So I think recovery sequence is irrelevant then. For the same reason, I don't use timeouts for core functionality where timeout could be only triggered for two reason: colossal fuckup by me, or actual silicon failure. Sure, people love to throw around unhandled or poorly handled timeouts everywhere, but recovering from serious failures is hard. Do it well, or don't do it at all. (Latter usually works.) But even if you don't try to recover, do check for such failures and add a handler which reports a helpful error code, instead of the software starting to act randomly.

SPI master is deterministic and you have all the control. Having FIFO of 1 word, you don't need to loop on RXNE, only single event can happen. Read it out before the next one, guarantee this by code design and you are fine.

And if you don't have time to do that, then that's what DMA is for.

peter-h · « **Reply #60 on:** January 22, 2022, 02:33:53 pm »

Well, I agree on error recovery. When I stripped down that HAL SPI code, I removed all the timeouts because they either cannot happen except with duff silicon or they cannot be usefully handled at that (deep) level.

I've never implemented checking serial comms error flags

The error must be detected by the higher level code which then retries, etc. But for a retry to work you do have to clean out the RX "UART" channel, otherwise you will be forever a byte short

DMA is good, and I have just learnt a lot

I will now have a go at using DMA for this USB code. Not even sure the 32F417 DMA can connect to that USB FIFO. I don't think it can. There is a dedicated DMA for the USB I think (like there is for ETH, where you really need it) but is it not available in FS mode (only in HS mode). But if the USB FIFO has an address then surely one could do a memory-memory transfer? There is no "busy" status.
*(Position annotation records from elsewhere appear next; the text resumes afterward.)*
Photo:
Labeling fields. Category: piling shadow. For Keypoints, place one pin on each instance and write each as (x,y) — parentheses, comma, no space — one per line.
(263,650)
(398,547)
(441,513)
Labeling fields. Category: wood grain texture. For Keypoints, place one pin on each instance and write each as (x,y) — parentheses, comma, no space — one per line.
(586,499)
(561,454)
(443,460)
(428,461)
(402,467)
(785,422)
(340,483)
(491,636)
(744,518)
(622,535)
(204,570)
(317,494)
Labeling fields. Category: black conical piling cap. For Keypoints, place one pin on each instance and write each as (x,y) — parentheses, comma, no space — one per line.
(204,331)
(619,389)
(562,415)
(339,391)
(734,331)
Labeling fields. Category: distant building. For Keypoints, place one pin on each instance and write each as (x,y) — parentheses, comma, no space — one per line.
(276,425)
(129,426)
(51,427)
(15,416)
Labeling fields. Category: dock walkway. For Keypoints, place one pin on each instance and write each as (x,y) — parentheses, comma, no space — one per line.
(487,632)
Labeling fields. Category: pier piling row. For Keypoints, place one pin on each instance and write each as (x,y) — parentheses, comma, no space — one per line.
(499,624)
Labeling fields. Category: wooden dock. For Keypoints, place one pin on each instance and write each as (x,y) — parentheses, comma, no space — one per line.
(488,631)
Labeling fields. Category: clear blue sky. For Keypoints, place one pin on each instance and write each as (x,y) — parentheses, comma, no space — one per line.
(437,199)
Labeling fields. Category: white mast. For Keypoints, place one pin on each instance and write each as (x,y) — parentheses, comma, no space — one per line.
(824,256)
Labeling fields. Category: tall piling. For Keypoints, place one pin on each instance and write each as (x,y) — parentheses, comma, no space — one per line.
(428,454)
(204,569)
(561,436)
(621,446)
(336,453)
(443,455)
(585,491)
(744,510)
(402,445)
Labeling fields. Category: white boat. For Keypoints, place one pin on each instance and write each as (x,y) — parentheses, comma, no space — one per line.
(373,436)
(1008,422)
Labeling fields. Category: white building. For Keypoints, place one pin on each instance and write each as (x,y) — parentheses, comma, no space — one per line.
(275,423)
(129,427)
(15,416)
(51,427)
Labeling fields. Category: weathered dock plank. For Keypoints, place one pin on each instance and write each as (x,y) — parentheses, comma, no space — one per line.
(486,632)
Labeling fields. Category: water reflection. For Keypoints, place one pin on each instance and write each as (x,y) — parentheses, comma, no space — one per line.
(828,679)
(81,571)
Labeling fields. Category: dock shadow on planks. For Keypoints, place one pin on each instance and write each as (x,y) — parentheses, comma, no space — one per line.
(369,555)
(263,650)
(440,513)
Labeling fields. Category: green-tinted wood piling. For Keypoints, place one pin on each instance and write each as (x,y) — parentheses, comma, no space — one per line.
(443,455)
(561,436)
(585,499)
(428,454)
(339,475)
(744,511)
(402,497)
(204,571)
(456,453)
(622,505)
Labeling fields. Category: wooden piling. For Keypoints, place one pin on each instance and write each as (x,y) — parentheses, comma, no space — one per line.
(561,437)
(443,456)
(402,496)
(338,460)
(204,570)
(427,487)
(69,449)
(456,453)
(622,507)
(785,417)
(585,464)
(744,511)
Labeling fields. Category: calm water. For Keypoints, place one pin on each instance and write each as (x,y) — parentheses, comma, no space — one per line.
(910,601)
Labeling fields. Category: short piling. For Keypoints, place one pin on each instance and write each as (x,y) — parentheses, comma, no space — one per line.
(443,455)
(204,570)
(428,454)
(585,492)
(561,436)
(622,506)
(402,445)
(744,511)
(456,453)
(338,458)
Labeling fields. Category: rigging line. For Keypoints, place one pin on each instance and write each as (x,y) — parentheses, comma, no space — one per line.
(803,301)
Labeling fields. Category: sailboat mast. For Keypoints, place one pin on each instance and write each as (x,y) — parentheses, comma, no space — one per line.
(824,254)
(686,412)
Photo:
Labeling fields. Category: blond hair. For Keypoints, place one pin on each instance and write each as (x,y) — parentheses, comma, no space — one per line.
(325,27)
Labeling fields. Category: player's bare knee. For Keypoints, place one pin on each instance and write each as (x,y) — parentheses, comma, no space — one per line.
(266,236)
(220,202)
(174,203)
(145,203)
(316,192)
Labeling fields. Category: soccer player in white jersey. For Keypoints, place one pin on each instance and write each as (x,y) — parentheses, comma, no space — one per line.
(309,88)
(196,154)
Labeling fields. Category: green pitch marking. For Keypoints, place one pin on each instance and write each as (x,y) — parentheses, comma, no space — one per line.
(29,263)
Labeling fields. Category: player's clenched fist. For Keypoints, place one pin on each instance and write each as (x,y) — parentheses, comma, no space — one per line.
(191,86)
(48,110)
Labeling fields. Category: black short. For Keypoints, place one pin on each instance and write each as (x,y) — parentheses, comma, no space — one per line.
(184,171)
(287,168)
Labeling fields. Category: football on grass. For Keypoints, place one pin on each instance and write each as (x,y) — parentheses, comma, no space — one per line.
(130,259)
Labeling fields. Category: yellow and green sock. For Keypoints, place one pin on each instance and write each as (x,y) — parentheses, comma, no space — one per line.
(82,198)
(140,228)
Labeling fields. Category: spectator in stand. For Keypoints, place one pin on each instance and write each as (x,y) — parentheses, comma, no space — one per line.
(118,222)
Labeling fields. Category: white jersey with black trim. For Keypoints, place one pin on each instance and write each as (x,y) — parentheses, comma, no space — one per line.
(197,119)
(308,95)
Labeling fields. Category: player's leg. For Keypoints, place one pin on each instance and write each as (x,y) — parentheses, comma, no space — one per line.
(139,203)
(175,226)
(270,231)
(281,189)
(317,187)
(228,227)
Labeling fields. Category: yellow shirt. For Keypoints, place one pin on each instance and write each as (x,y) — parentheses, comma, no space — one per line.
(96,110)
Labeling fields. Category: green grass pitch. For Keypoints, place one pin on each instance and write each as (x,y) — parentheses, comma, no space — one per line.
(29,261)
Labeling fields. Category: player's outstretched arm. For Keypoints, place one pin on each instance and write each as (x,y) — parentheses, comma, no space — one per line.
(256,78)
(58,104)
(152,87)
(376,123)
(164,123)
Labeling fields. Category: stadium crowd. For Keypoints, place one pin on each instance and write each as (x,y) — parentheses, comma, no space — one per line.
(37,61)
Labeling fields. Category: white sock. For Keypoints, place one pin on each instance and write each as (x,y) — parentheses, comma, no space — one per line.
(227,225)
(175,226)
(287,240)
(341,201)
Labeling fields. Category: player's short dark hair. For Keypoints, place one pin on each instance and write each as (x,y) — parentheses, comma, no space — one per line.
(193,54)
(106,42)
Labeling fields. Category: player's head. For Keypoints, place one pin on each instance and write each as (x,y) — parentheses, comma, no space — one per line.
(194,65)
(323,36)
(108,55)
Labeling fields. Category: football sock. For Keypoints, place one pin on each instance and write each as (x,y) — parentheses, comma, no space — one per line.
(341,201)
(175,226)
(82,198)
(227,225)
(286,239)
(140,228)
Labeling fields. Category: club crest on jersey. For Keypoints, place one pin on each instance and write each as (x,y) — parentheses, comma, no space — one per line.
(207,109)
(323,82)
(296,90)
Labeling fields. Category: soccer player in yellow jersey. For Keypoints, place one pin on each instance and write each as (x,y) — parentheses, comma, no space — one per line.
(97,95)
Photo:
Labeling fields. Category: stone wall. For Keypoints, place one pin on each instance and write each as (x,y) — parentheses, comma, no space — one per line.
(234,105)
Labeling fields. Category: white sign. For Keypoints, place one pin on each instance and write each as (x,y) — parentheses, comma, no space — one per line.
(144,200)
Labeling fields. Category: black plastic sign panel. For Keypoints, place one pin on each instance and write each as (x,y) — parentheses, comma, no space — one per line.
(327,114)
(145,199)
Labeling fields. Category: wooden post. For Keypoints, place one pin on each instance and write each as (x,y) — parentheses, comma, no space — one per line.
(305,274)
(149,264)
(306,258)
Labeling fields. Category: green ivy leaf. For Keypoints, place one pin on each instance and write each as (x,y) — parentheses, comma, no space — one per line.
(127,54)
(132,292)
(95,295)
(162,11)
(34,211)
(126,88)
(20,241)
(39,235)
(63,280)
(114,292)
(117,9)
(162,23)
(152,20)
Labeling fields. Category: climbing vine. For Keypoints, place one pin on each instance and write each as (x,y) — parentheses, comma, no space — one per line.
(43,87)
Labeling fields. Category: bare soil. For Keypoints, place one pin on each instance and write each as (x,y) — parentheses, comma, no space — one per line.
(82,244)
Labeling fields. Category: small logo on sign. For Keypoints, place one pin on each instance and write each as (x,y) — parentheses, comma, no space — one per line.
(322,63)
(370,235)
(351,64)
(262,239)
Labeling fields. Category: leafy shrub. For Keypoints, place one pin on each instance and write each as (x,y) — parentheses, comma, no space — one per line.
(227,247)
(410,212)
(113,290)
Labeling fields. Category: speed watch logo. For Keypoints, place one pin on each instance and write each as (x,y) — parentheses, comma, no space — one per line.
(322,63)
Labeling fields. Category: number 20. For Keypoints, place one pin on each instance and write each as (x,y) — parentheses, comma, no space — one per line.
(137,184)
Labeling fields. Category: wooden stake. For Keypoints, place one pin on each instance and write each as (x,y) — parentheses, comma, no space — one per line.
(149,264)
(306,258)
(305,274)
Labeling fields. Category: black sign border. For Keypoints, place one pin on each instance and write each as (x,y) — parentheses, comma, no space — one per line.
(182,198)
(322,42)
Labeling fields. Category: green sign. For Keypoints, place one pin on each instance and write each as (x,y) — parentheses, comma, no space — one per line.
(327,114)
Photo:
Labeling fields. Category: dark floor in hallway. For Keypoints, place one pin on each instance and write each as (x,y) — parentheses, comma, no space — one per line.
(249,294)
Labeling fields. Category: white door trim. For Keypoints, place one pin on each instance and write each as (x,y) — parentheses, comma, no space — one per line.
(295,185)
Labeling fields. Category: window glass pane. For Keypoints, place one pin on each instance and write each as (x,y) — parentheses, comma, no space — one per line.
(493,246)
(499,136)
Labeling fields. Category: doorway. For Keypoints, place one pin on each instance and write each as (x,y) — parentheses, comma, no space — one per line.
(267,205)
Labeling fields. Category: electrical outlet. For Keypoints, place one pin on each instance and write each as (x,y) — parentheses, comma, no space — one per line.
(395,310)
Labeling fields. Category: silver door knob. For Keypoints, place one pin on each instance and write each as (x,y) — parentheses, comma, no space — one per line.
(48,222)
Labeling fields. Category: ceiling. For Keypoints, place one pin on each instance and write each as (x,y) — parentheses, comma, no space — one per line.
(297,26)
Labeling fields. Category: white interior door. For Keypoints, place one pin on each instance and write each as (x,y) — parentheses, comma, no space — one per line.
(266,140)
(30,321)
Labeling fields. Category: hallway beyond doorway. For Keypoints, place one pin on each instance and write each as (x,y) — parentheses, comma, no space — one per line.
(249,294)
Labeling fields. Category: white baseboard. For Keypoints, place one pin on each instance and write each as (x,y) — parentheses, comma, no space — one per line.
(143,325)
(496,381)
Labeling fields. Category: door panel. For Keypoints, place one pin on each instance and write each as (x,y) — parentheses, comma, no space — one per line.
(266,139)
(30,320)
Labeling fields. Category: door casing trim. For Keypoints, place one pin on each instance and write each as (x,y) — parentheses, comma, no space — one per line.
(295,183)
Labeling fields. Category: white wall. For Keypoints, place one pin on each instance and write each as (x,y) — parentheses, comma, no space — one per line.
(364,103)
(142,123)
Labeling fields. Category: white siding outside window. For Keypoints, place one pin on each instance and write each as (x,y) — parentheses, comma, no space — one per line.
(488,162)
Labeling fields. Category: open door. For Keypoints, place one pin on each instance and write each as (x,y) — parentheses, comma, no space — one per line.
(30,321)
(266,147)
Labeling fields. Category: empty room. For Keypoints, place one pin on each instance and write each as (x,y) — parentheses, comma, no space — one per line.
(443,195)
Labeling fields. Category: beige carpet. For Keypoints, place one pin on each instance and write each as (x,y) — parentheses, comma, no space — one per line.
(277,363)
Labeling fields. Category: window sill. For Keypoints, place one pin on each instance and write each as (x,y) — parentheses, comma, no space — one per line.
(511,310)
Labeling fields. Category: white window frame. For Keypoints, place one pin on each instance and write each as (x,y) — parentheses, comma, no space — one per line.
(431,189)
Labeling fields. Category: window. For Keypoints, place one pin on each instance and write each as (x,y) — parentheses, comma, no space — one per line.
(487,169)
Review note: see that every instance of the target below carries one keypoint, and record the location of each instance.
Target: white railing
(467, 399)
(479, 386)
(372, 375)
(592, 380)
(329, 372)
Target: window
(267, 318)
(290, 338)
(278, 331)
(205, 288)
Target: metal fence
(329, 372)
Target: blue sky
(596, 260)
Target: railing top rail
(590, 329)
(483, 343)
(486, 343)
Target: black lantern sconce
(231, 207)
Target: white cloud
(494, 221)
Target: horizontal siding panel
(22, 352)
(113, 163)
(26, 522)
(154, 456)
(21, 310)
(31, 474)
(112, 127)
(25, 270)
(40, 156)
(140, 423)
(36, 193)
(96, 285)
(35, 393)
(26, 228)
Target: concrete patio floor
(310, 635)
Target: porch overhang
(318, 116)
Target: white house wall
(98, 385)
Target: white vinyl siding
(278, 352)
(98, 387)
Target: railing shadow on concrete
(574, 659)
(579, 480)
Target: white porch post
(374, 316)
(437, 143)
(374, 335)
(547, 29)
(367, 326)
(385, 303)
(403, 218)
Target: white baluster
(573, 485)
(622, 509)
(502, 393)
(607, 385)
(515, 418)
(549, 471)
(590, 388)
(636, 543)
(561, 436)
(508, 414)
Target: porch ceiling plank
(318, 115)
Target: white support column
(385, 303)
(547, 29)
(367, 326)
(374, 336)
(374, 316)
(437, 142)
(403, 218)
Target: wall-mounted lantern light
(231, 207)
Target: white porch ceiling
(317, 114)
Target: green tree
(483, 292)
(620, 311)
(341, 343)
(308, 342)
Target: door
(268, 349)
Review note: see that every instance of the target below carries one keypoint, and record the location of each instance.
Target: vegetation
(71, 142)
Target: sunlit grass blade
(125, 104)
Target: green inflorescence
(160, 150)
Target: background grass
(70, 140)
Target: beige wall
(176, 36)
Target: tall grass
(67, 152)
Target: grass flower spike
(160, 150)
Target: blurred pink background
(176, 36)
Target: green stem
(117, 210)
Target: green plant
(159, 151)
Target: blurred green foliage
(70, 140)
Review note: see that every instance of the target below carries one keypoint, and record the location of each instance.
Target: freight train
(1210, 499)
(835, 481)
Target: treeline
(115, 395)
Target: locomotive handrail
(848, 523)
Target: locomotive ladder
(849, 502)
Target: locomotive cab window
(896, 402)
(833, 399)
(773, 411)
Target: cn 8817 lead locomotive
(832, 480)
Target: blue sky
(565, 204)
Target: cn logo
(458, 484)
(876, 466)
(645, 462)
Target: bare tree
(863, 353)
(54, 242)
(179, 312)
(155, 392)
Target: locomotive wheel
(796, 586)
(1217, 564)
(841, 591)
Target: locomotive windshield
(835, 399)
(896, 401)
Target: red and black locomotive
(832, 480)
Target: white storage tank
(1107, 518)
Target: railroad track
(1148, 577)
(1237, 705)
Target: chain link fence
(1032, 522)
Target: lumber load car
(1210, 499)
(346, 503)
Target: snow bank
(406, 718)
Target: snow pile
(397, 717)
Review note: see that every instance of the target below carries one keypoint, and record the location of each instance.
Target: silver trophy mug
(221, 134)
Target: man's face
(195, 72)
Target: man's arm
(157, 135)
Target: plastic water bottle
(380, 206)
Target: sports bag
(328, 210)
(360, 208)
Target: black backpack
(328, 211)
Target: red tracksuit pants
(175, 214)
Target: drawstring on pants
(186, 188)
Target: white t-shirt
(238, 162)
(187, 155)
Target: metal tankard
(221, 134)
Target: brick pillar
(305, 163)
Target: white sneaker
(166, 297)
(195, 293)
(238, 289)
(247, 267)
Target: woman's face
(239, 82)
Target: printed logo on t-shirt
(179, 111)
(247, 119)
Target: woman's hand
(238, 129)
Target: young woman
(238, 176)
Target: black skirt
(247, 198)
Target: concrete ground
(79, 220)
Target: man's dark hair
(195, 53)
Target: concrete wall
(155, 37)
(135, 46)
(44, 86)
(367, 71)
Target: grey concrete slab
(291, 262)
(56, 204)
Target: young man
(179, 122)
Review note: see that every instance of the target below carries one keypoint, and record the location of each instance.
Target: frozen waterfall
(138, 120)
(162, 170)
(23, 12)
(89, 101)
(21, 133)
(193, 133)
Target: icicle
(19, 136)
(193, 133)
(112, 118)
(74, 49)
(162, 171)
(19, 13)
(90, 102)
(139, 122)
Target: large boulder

nctnico · « **Reply #61 on:** January 22, 2022, 02:39:56 pm »

Quote from: Siwastaja on January 22, 2022, 08:25:31 am

Quote from: peter-h on January 22, 2022, 07:31:49 am
Code: [Select]
SPI2->DR; SPI2->SR;
which someone here told me does a read of that register(s). Well, it does not

It definitely does, unless you have written your own header which fails to qualify SPI2 as volatile, or use a broken compiler.

This is interesting. It is the first time I ever see this mentioned. I just checked with GCC 4.6.2; the statement does perform a read but it does not result in less instructions compared to reading a value into a dummy variable (either optimised for size or speed ). That makes sense because in the end the data that is read must end up in a register even if it isn't used. I do get a warning from the IDE that it is a statement without effect though.

peter-h · « **Reply #62 on:** January 22, 2022, 02:57:08 pm »

I struggle to unravel the ST #defines and structs etc but DR itself it certainly declared as __IO i.e. volatile, otherwise very little code would ever work.

This is what I see

Siwastaja · « **Reply #63 on:** January 22, 2022, 02:59:45 pm »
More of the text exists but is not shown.